Camille Fischer
Snake Dance
La danse et l’état d’ivresse, l’accession à une dimension transcendantale, sont les sources d’inspiration que Camille Fischer appréhende dans un style glamour punk et dont la saveur, l’apparence, sont liées aux courants les plus fantastiques de l’histoire de l’art et de la littérature occidentale.
«Snake Dance» donne son titre à cette exposition. Cette œuvre s’inspire d’un rituel orgiaque décrit par Euripides dans les Bacchantes. Des femmes vivant dans les bois et vouant un culte extatique à Dionysos, dansaient avec des serpents pour le célébrer. Cet épisode de la mythologie fut récupéré par les poètes romantiques et par la scénographie de la musique punk, goth des années 80. L’artiste explore nouvellement ces «rituels» dans le contexte d’une nouvelle décadence contemporaine.
Plusieurs cultures picturales se conjuguent dans l’œuvre de Camille Fischer. Un univers de symboles se dévoile où la figure prédominante du serpent est entendue comme l’esprit du mal et de la tentation, mais également comme un symbole de la puissance infinie des femmes, ce qui n’est pas sans rappeler les buveuses d’absinthe de l’Art Nouveau, ou encore ces femmes, mystérieuses et fatales, qui animent le mouvement symboliste jusqu’à la recherche de la synesthésie et de l’univers des sensations chers au romantisme de Schlegel et de Novalis.
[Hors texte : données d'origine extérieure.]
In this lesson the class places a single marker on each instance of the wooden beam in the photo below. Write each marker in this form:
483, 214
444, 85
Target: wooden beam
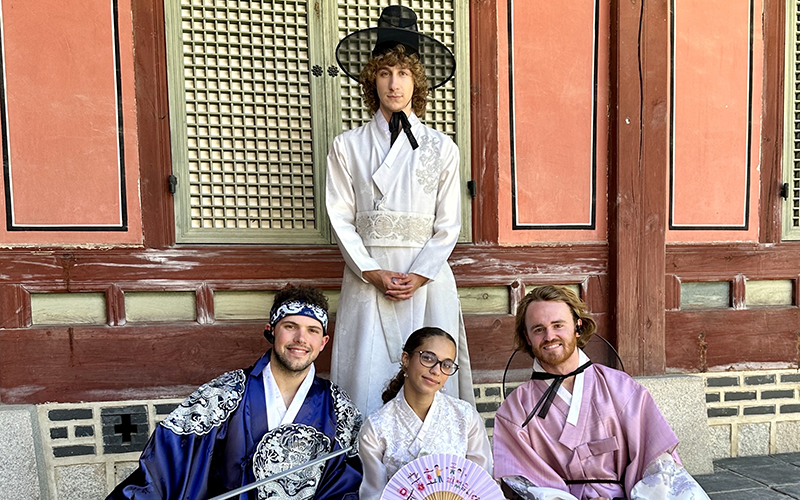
234, 267
484, 97
767, 337
152, 115
640, 94
770, 208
Les cariatides ou les nymphes, les éléments naturels, les plantes et les arbres, ainsi que d’autres formes végétales ou organiques forment des entrelacs baroques permettant à l’artiste de revisiter parallèlement les apports stylistiques du street art et du graffiti. Les scènes de genre et les paysages fournissent quant à eux le cadre idéal où peut s’épanouir l’état d’exaltation que les performances de l’artiste proposeront d’atteindre et d’entrevoir. Les vêtements, voiles irisés et imprimés des motifs dessinés par l’artiste, soulignent encore les ondulations serpentines du corps féminin au charme indomptable, au pouvoir de séduction potentiellement mortel, en souvenir, peut-être, de la célèbre danse exécutée par Salomé dans la Bible. Ces éléments et rappels créent une atmosphère à la fois obscure et hermétique, celle de rituels mystérieux et sensuels.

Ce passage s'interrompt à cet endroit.